JDownloader Community - Appwork GmbH
 

Notices

Reply
 
Thread Tools Display Modes
  #1  
Old 19.01.2022, 10:49
annodominus annodominus is offline
Modem User
 
Join Date: Aug 2021
Posts: 3
Default [LinkCrawler Rule] [Request] Plugin for nsfw.xxx

Not sure if this website does the auto-scrolling thing that causes JDownloader issues, but LinkGrabber only gets 15 images or so (and only small thumbnails, not full images/videos; as well as a bunch of random UI elements)

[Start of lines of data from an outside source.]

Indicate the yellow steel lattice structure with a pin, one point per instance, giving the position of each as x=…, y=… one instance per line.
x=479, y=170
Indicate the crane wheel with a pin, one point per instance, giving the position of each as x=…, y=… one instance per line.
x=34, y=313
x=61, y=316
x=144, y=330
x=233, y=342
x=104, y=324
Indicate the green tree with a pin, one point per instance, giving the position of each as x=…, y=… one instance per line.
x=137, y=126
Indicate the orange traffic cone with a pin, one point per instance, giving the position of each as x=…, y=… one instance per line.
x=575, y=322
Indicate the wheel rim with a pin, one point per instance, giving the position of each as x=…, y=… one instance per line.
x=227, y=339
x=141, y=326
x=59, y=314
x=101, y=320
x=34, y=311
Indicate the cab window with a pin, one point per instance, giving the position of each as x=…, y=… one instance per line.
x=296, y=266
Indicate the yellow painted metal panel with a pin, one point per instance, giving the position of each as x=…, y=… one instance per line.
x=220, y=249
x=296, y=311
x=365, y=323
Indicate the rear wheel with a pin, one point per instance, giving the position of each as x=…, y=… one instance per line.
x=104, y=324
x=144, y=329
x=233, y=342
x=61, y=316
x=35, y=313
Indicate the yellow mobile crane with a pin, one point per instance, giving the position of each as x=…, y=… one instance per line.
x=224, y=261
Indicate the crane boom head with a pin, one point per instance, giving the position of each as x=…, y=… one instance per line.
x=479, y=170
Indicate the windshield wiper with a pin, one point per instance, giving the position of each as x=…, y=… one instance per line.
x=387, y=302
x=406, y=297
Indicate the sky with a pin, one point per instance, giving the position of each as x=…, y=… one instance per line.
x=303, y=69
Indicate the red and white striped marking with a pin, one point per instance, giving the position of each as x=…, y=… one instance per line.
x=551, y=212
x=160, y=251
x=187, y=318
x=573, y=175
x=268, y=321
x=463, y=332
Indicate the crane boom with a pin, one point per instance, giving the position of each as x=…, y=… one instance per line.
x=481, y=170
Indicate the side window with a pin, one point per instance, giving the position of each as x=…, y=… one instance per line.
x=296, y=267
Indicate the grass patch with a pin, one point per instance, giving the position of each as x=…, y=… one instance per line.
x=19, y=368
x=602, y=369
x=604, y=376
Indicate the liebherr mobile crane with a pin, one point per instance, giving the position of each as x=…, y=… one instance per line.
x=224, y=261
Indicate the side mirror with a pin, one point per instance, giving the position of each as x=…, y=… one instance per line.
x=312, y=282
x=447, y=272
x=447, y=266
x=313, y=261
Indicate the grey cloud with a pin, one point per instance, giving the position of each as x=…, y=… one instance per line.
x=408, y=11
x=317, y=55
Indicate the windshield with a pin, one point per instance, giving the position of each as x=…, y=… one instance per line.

Would be great if JDownloader could automatically crawl through and download all high-quality images & videos on a page (and 'gallery' photos as well if possible)

Sample links:
**External links are only visible to Support Staff****External links are only visible to Support Staff** (563 images, 1 video)
**External links are only visible to Support Staff****External links are only visible to Support Staff** (206 images, no videos)
**External links are only visible to Support Staff****External links are only visible to Support Staff** (24 images, 318 videos)
**External links are only visible to Support Staff****External links are only visible to Support Staff** (16 regular images, 1 video, 1 'gallery' with 4 images)
Included 'gallery' of above (with 4 images): **External links are only visible to Support Staff****External links are only visible to Support Staff**

If any more info is needed or this post violates the rules somehow, please let me know!
Reply With Quote
  #2  
Old 19.01.2022, 14:06
pspzockerscene's Avatar
pspzockerscene pspzockerscene is offline
Community Manager
 
Join Date: Mar 2009
Location: Deutschland
Posts: 70,922
Default

Hi,
I don't see us adding a plugin for this website.
To crawl e.g. all images of single posts, you can use custom LinkCrawler Rules.
Let us know if you need help with that.

-psp-
__________________
JD Supporter, Plugin Dev. & Community Manager

Erste Schritte & Tutorials || JDownloader 2 Setup Download
Spoiler:

A users' JD crashes and the first thing to ask is:
Quote:
Originally Posted by Jiaz View Post
Do you have Nero installed?

Last edited by pspzockerscene; 20.01.2022 at 17:59. Reason: Added missing LinkCrawler rules support article hyperlink
Reply With Quote
  #3  
Old 19.01.2022, 19:58
annodominus annodominus is offline
Modem User
 
Join Date: Aug 2021
Posts: 3
Default

Hi psp, thanks for your response. Where should I even begin taking a look at implementing this function :S - any help would be appreciated!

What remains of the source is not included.